In the UK, for example, the agency expects advertising spend to grow 6.2% next year, helped by a rise of nearly 26% on on-line. Jonathan Barnard, head of publications at ZenithOptimedia, predicts that online investment, which already represents more than 15% of total UK adspend, will account for more than 20% of the market within two years.
However, traditional media advertising is static or in decline. When adjusted for inflation, spend on newspapers, magazines, radio and cinema is likely to be lower next year than this, with TV showing real-term growth of just 0.2% in the UK, according to ZenithOptimedia. 'In the past two-and-a-half years we have had an artificial downturn, caused partly by Contract Rights Renewal, which has forced TV prices down, and by price pressure on traditional media caused by the growth of the web,' adds Barnard.
ZenithOptimedia's predictions are easily the most optimistic. Those from Universal McCann are more gloomy Robert Coen, US-based director of forecasting, paints a picture of a steadily declining ad market. Advertising's global share of GDP has fallen from 2.52% in 2000 to a predicted 2.05% this year and 2.04% next,' says Coen. He adds that, with the exception of online, a significant surge in advertising in 2008 does not seem likely, given the atmosphere of caution and concern about profits. Coen predicts that adspend in the UK will rise 3.5% next year, compared with 4.6% for the global ad market.

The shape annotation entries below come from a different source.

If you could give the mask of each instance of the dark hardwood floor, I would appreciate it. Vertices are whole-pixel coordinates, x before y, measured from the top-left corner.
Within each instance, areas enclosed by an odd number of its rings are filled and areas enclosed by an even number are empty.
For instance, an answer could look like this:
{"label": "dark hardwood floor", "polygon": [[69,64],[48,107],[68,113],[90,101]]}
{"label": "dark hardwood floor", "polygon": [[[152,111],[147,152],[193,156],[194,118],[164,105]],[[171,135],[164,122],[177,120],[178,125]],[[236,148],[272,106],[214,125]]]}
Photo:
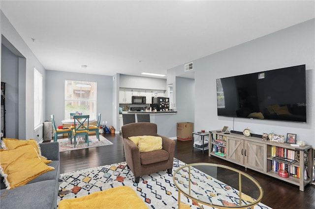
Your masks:
{"label": "dark hardwood floor", "polygon": [[[103,134],[114,144],[60,153],[61,173],[125,161],[121,134]],[[175,157],[186,163],[211,162],[226,165],[248,174],[256,179],[264,190],[261,202],[274,209],[315,209],[315,185],[306,186],[304,192],[297,186],[268,176],[245,169],[243,167],[214,157],[206,151],[192,151],[192,141],[176,140]]]}

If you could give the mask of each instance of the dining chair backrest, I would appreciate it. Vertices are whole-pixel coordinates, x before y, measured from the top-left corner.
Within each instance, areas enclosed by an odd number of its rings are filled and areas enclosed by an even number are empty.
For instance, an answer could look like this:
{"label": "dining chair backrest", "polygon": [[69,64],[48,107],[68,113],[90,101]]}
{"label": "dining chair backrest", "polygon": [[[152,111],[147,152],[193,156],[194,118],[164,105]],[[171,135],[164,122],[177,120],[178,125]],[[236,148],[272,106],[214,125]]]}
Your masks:
{"label": "dining chair backrest", "polygon": [[100,113],[98,113],[97,115],[97,121],[96,122],[96,126],[99,128],[99,125],[100,124]]}
{"label": "dining chair backrest", "polygon": [[123,124],[124,125],[135,123],[135,114],[132,113],[123,114]]}
{"label": "dining chair backrest", "polygon": [[57,131],[57,129],[56,127],[56,124],[55,124],[55,119],[54,118],[54,115],[50,115],[50,118],[51,118],[51,124],[53,126],[53,128],[54,129],[54,131]]}
{"label": "dining chair backrest", "polygon": [[139,113],[137,114],[137,121],[138,122],[150,123],[150,114]]}
{"label": "dining chair backrest", "polygon": [[85,131],[89,129],[89,119],[90,115],[74,115],[74,130]]}
{"label": "dining chair backrest", "polygon": [[70,113],[70,119],[73,119],[73,117],[75,115],[76,115],[77,114],[75,112]]}

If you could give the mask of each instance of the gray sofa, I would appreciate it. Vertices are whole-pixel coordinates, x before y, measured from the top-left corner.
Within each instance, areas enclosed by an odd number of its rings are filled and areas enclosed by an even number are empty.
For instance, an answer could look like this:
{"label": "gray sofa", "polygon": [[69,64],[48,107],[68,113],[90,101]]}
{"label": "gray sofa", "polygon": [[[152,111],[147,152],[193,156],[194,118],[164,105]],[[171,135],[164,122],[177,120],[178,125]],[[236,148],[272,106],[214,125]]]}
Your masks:
{"label": "gray sofa", "polygon": [[60,174],[58,142],[39,144],[43,156],[53,162],[48,165],[55,168],[32,180],[26,185],[6,189],[1,177],[1,209],[56,209]]}

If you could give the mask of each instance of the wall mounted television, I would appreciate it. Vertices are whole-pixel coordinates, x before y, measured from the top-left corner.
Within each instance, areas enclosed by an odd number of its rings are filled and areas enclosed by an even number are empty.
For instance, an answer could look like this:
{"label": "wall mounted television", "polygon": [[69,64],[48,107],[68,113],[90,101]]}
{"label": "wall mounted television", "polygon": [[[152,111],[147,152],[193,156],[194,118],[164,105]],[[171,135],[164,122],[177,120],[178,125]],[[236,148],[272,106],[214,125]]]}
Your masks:
{"label": "wall mounted television", "polygon": [[217,79],[218,115],[306,123],[305,65]]}

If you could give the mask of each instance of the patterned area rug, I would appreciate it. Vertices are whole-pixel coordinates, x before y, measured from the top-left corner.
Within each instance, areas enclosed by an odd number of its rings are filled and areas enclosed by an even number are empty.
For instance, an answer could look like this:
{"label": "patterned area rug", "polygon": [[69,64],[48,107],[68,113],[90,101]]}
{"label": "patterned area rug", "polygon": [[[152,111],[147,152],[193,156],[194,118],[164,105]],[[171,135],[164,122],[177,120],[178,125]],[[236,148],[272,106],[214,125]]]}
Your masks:
{"label": "patterned area rug", "polygon": [[[174,158],[172,173],[173,173],[178,167],[185,164],[185,163]],[[196,176],[202,177],[202,176],[200,175],[202,172],[200,171],[199,172],[199,175],[197,174]],[[196,183],[202,184],[202,182],[204,182],[202,179],[202,178],[197,179],[195,180]],[[173,183],[172,175],[168,174],[166,171],[143,176],[140,178],[140,182],[136,183],[134,182],[132,173],[126,167],[126,162],[124,162],[63,174],[60,175],[59,181],[59,189],[62,191],[60,192],[59,195],[58,203],[64,199],[76,198],[96,191],[126,185],[133,189],[150,208],[178,208],[178,192]],[[226,189],[234,189],[230,187],[229,187],[228,185],[226,186],[225,187]],[[208,186],[207,189],[210,190],[215,189],[215,187]],[[213,190],[210,190],[208,192],[209,195],[216,194],[218,198],[224,195],[224,189],[222,189],[221,187],[219,192]],[[209,196],[209,198],[212,197]],[[191,200],[183,195],[181,196],[181,201],[190,206],[191,209],[199,208]],[[204,208],[213,208],[204,206]],[[259,203],[254,208],[270,209],[262,203]]]}
{"label": "patterned area rug", "polygon": [[77,140],[75,148],[73,146],[74,143],[72,139],[72,144],[70,143],[70,140],[67,138],[58,139],[59,142],[59,152],[68,151],[70,150],[80,150],[81,149],[89,148],[91,147],[100,147],[101,146],[111,145],[113,144],[101,135],[99,135],[99,141],[96,138],[96,135],[89,136],[89,147],[88,144],[82,138]]}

However, Russell Place, chief strategy officer for Universal McCann London, believes the UK gloom could be overstated. 'In financial services, for example, the banks are getting rid of the bad news and writing off their debts this year, which, arguably, allows them to start next year with a clean slate. There may be a cooling-off of mortgage-related advertising, but the battle for pensions, investment plans and insurance will continue.' He adds that predicted interest-rate cuts will boost consumer demand for goods and services.

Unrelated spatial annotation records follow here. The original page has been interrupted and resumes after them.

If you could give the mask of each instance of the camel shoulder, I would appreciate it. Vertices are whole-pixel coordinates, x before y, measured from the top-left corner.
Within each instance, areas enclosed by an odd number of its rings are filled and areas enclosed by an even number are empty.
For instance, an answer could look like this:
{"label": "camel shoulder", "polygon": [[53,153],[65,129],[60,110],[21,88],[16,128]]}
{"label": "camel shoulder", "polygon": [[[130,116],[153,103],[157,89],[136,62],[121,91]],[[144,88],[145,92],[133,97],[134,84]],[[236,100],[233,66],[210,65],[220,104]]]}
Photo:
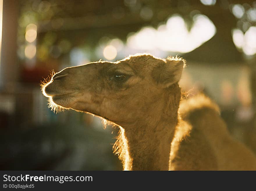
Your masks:
{"label": "camel shoulder", "polygon": [[217,170],[214,151],[206,138],[189,123],[182,123],[177,127],[171,143],[170,169]]}

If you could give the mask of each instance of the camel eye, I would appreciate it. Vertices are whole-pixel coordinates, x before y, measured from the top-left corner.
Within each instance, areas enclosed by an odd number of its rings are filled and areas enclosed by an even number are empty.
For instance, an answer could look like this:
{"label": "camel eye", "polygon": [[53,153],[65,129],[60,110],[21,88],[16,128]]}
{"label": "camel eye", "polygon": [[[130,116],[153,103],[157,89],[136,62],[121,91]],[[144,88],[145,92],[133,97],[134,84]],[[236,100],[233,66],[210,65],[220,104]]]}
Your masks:
{"label": "camel eye", "polygon": [[114,76],[114,79],[117,82],[121,82],[125,79],[125,76],[123,74],[118,74]]}

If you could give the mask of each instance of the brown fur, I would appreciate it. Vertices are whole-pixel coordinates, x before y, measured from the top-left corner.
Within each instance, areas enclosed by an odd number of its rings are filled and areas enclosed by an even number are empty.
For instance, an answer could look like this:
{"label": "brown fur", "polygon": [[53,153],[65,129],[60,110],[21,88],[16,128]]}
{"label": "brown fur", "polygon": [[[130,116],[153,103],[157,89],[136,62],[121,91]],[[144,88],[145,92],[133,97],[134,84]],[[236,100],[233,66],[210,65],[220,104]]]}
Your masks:
{"label": "brown fur", "polygon": [[[144,54],[113,63],[93,63],[63,70],[42,90],[54,110],[88,113],[119,126],[113,148],[125,170],[254,169],[256,160],[244,146],[239,153],[243,152],[246,165],[237,150],[226,154],[230,148],[227,145],[237,144],[230,135],[223,137],[227,143],[221,143],[201,128],[217,126],[215,131],[226,132],[209,100],[201,97],[180,106],[178,82],[185,62],[177,57],[161,59]],[[223,162],[228,161],[233,165]]]}

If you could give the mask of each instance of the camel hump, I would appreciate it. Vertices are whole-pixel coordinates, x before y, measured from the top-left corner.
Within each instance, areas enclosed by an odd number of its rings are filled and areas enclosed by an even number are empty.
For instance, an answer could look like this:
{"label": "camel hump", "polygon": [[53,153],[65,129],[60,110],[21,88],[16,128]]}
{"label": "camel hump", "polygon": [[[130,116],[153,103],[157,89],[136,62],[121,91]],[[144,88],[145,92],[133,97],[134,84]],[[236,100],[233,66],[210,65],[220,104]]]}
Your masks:
{"label": "camel hump", "polygon": [[199,113],[212,110],[220,113],[218,105],[204,94],[199,94],[181,101],[179,111],[182,116],[186,117],[195,112]]}
{"label": "camel hump", "polygon": [[219,127],[225,128],[219,107],[204,94],[182,100],[179,112],[182,119],[189,122],[193,128],[205,128],[214,126],[215,129]]}

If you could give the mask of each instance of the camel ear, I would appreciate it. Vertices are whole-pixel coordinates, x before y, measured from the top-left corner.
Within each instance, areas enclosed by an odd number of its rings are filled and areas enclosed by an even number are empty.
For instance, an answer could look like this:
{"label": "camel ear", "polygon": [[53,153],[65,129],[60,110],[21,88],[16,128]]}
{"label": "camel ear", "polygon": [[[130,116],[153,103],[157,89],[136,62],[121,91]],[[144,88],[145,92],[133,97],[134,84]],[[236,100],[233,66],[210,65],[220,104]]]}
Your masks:
{"label": "camel ear", "polygon": [[182,58],[176,58],[168,57],[166,62],[159,63],[153,69],[153,78],[158,84],[167,87],[179,81],[185,61]]}

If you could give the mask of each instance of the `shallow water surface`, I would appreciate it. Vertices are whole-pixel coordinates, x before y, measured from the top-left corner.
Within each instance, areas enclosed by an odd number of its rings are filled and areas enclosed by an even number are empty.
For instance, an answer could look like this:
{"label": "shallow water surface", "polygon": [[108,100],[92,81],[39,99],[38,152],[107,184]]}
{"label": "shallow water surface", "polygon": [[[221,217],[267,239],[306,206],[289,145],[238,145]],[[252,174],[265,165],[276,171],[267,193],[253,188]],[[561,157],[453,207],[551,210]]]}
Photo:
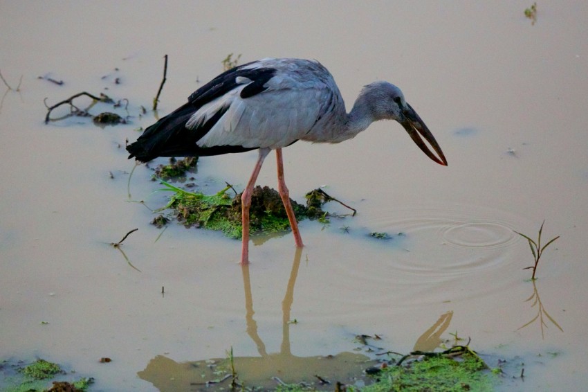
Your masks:
{"label": "shallow water surface", "polygon": [[[282,371],[259,364],[278,353],[362,361],[374,350],[357,335],[408,353],[453,334],[471,338],[490,366],[507,361],[503,389],[582,389],[588,5],[539,3],[531,24],[529,3],[3,2],[0,72],[12,89],[0,84],[0,359],[43,357],[94,377],[100,391],[185,390],[159,383],[172,374],[165,364],[205,364],[232,348],[237,372],[245,377],[239,361],[248,358],[259,371],[250,380],[267,381]],[[246,270],[239,241],[176,222],[162,232],[133,202],[165,204],[150,179],[166,160],[137,167],[127,187],[124,146],[230,53],[241,62],[316,58],[348,109],[368,82],[398,84],[449,166],[380,122],[339,145],[284,150],[291,197],[303,202],[321,186],[358,210],[302,222],[301,252],[289,233],[254,238]],[[158,112],[143,113],[165,54]],[[129,123],[44,123],[46,98],[50,105],[82,91],[122,100],[89,111]],[[194,182],[240,190],[256,159],[202,158]],[[275,187],[275,165],[269,157],[258,184]],[[534,237],[544,220],[544,238],[561,237],[532,283],[522,269],[531,251],[513,231]],[[158,378],[154,364],[163,364]]]}

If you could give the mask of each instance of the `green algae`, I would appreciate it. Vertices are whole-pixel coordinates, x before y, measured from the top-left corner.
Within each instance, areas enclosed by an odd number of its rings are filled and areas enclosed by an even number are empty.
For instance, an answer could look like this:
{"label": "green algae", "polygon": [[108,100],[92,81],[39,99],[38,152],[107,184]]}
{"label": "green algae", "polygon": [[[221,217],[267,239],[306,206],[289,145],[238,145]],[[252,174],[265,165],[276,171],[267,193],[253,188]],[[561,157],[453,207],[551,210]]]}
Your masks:
{"label": "green algae", "polygon": [[484,361],[467,347],[458,356],[423,355],[406,365],[386,367],[362,392],[493,391],[497,381]]}
{"label": "green algae", "polygon": [[[55,381],[66,372],[57,364],[44,359],[22,366],[20,362],[4,361],[0,364],[3,376],[0,389],[6,392],[83,392],[93,383],[92,377],[82,377],[74,382]],[[51,384],[52,383],[52,384]]]}
{"label": "green algae", "polygon": [[25,366],[21,371],[26,376],[35,380],[51,378],[62,373],[62,368],[57,364],[48,362],[45,359],[38,359],[36,362]]}
{"label": "green algae", "polygon": [[[176,219],[186,226],[196,226],[222,231],[231,238],[242,235],[241,195],[231,197],[228,193],[232,188],[227,186],[214,195],[201,192],[187,192],[162,179],[165,186],[158,190],[173,192],[169,202],[156,212],[170,208]],[[311,210],[291,199],[294,213],[298,220],[324,217],[328,213],[320,209],[320,202],[312,197]],[[279,194],[268,186],[253,188],[250,213],[250,231],[256,233],[279,233],[290,228],[288,215]]]}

Place also points out that history suggests that those firms that sustain or increase adspend through recession emerge stronger than those that cut it. But he acknowledges that marketers are likely to allocate an increasing proportion of their budget to more direct media - particularly the web - where the cost of acquiring customers is lower than traditional media. 'Firms will be thinking much more carefully about how they communicate next year,' he says. 'Much depends on whether the current credit crunch is contained, but I am cautiously optimistic.'
If independent economists are to be believed, this optimism is misplaced. Chris Williamson, head of economics at NTC Economics, which compiles the Purchasing Managers' Index as well as the IPA's Bellwether Report, believes the effects of the credit crunch are already evident. 'Growth in the service sector
is slowing much more quickly than anticipated,' he says. 'Much of that is due to rising interest rates, and consumers will be hard-hit next year by having to switch from advantageous mortgage rates, the introduction of tighter lending criteria and the cooling of the housing market. Consumer expenditure is a key indicator of display advertising.'
Corporate profitability, which Williamson predicts will be hit by weak demand, is another indicator of the outlook for display advertising. It will suffer at the hands of higher borrowing costs and rising oil prices. In addition, he expects the job market to slow next year as companies seek to contain costs and curtail expansion because of the higher costs of borrowing.
'This will affect recruitment advertising, which accounts for 40% of the advertising market,' he adds. 'The Advertising Association was predicting in September that the ad market would grow 3.8% in 2008, but adjusted for inflation, that is almost flat. I do not see where even that small growth will come from. 2008 will be tougher than 2007 and I would expect a significant fall in ad expenditure in real terms.'
The message for marketers is clear - unless they think very carefully about how to deploy what seem liable to be reduced marketing budgets to maximum effect, 2008 is likely to prove to be a long and hard year.